You’ll often find me pontificating here.

See: The School Bus Justice System

I started my (hopefully) award-winning Roadside Lecture Series not long after I began driving my big yellow institution of learning. When warnings, threats and shrieking over the PA failed, it dawned on me that I had no choice but to find a safe spot to pull over, put my hazard lights on, and “educate” my precious cargo.

(I must admit I get a kick out of their reaction: eyes widening as the bus slows to a stop, silence growing as I rise from my seat and turn towards the back…)

Some of my topics: Why distracting the driver is dangerous (“Trust me, you don’t want us to end up in a ditch or wrapped around a tree”); the hazards of moving around while the bus is rolling, jostling in the aisle or using seats like gymnastics equipment (see above), and a scary thing called “black ice.”

It’s there (in the photos) that I can set my clock by the kids suddenly coming unglued after they’ve been little angels for the first half of the trip.

I often rehearse speeches (in my head) and have had plenty of practice actually delivering them. Sadly, I’ve had to repeat them many times. My most frequent site for lectures is a particularly treacherous, winding stretch of hilly, wooded road that’s loaded with hidden driveways, wandering animals (including a wayward cow) and other hazards.

“No matter how many times I tell you how dangerous this road is, you just don’t get it,” I keep saying. And it’s true.

Of course, within minutes of getting back on the road they are usually back at it. In that case, I resort to the unoriginal but classic move of pulling over, shutting off the engine and announcing over the PA, “OK, we’re not going anywhere until you settle down. We’ll sit here all day and all night if we have to. I get paid by the hour so you’ll just be helping me pay for my yacht!” Ha Ha.

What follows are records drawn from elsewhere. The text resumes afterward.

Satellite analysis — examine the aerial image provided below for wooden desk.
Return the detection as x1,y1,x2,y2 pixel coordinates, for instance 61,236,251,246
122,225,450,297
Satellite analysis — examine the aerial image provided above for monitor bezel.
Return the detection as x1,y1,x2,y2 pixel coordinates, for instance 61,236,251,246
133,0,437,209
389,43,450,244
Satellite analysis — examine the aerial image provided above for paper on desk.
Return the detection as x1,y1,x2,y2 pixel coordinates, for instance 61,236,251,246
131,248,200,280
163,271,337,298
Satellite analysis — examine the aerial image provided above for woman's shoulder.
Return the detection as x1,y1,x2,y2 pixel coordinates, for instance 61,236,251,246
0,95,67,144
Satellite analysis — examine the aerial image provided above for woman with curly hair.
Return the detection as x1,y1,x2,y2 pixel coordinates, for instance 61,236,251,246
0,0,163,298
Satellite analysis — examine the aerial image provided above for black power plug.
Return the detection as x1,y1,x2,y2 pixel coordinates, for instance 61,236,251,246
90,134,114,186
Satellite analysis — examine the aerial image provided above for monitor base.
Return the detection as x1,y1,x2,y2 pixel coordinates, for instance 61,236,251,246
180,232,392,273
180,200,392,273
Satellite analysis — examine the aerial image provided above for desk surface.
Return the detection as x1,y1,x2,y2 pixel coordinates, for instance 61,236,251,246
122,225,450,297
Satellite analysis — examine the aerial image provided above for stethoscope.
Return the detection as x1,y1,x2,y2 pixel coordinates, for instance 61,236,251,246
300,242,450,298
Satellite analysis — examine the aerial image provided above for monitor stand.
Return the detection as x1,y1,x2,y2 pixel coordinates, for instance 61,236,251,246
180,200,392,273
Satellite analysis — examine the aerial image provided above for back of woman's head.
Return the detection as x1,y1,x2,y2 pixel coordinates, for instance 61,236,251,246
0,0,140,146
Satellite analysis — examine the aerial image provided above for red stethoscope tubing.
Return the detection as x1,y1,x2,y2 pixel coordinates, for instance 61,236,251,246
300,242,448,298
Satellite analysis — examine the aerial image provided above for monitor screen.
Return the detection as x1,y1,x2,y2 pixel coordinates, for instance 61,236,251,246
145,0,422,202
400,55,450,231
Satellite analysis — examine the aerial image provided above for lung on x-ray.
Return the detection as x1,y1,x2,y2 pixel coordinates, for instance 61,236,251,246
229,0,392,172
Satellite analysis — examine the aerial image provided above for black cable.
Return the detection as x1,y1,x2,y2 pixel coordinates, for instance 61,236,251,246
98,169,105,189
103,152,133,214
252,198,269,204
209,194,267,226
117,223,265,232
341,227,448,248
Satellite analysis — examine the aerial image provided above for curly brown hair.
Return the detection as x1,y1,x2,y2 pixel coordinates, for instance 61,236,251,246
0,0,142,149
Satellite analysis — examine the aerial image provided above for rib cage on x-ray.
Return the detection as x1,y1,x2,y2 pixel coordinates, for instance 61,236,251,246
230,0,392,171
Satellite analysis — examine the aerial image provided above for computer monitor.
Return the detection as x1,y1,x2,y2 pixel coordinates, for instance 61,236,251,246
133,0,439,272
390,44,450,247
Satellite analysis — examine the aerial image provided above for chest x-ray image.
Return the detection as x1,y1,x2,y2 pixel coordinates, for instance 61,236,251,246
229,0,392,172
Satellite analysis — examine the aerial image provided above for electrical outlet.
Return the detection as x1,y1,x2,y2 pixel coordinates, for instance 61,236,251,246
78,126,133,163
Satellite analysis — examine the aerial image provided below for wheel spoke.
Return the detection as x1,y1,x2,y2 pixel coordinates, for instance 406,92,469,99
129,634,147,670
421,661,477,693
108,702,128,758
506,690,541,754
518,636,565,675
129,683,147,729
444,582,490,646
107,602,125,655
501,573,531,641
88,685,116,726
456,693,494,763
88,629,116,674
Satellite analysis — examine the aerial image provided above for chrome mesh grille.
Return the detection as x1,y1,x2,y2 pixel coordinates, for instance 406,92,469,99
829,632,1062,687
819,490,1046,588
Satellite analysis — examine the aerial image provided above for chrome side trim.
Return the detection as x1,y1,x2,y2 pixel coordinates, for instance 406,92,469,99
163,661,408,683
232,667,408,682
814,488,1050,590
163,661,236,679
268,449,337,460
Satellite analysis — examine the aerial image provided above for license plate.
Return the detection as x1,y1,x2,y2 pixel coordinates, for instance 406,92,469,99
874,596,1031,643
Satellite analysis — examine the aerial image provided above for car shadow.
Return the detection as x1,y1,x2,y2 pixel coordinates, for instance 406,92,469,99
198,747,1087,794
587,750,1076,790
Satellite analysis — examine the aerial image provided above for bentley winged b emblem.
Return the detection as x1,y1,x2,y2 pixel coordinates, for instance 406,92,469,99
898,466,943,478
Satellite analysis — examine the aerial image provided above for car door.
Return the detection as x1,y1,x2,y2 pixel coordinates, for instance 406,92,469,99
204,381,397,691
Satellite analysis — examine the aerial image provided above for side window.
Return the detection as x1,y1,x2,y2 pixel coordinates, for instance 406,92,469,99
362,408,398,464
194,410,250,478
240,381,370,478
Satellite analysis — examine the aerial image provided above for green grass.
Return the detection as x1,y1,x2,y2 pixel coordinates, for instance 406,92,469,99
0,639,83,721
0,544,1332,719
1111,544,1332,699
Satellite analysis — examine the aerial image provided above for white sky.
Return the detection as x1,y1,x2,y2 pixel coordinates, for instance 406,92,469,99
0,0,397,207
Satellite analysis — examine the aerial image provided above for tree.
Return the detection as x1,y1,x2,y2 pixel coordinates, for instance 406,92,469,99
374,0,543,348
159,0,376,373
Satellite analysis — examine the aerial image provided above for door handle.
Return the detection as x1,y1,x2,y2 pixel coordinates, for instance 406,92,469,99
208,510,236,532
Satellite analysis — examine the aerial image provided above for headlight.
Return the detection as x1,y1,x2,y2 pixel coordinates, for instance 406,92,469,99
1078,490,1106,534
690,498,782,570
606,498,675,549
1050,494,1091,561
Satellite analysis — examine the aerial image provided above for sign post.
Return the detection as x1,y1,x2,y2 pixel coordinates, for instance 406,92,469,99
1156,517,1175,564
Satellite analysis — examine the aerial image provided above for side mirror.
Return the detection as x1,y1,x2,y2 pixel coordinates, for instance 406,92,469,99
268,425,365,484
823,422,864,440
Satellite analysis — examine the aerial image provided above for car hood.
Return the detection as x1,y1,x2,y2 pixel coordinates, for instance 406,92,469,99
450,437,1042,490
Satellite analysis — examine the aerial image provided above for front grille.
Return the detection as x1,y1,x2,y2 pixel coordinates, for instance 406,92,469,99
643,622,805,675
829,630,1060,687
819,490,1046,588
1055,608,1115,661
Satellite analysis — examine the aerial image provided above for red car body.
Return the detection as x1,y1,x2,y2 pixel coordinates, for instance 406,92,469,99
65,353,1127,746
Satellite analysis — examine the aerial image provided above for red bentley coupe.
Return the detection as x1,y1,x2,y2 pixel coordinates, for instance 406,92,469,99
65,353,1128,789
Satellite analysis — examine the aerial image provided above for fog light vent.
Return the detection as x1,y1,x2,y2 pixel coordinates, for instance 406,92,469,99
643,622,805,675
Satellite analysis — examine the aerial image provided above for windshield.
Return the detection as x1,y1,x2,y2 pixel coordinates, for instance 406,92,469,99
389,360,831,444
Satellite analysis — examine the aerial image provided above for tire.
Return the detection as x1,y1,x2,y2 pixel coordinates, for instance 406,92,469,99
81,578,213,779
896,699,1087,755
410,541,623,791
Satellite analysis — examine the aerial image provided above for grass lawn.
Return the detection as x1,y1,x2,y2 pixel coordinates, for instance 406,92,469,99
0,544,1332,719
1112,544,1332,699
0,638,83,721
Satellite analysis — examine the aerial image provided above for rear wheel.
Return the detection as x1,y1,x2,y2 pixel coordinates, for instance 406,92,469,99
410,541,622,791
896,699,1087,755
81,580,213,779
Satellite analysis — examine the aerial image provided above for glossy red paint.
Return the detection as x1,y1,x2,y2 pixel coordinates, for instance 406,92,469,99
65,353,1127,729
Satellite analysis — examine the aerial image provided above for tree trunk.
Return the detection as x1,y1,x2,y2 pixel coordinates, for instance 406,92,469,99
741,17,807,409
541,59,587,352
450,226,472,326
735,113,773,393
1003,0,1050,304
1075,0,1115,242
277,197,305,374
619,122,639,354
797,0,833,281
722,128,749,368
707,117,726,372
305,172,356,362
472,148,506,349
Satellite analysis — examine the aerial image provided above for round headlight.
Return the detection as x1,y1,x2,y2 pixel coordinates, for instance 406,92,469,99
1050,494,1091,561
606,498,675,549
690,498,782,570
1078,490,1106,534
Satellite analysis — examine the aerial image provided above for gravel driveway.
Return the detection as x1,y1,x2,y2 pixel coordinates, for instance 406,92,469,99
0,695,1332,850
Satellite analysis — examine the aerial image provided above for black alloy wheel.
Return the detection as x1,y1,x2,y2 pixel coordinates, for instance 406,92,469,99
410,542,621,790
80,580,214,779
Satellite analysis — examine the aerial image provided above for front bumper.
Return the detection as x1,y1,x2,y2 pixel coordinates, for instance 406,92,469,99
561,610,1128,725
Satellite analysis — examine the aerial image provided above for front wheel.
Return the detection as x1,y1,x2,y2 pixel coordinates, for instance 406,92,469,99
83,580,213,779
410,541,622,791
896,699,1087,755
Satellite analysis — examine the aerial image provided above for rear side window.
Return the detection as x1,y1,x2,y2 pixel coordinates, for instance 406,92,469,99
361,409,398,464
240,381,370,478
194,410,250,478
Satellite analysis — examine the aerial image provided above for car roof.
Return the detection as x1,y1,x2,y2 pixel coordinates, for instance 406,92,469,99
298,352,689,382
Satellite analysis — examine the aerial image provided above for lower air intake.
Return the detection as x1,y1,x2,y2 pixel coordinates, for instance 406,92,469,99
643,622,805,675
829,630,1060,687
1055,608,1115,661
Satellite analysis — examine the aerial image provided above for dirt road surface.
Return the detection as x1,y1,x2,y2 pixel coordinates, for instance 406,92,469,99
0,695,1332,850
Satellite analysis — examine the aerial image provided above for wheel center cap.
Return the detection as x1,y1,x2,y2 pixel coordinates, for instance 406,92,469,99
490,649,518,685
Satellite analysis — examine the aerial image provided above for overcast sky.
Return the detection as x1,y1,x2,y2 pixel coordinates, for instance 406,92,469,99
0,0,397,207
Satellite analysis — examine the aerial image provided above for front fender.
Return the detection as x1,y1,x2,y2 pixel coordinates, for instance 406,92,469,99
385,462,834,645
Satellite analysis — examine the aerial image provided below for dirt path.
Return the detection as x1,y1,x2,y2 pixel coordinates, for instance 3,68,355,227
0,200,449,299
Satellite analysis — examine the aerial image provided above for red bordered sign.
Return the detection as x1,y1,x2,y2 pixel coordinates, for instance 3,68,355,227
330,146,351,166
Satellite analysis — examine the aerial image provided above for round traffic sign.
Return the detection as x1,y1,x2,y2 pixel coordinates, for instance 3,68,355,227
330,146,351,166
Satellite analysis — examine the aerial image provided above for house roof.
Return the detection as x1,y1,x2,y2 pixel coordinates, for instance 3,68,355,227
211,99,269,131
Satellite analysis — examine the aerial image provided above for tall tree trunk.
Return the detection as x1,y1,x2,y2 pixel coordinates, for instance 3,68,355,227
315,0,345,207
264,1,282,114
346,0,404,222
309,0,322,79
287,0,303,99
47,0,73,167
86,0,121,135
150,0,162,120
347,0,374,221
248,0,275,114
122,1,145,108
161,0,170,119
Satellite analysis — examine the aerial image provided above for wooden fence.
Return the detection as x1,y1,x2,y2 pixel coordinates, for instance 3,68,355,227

See: Rocking the School Bus PA

That always gets their attention and inspires a few cries of, “He’s kidnapping us!” and “Call the cops!”

“Go ahead and call the cops,” I tell them. “They’ll take my side as soon as they see the video!”

I’ve had guest speakers before. Teachers, principals and other school officials have come aboard to deliver a few choice remarks and pointed suggestions. Maybe law enforcement personnel will be able to teach a lesson that finally sinks in.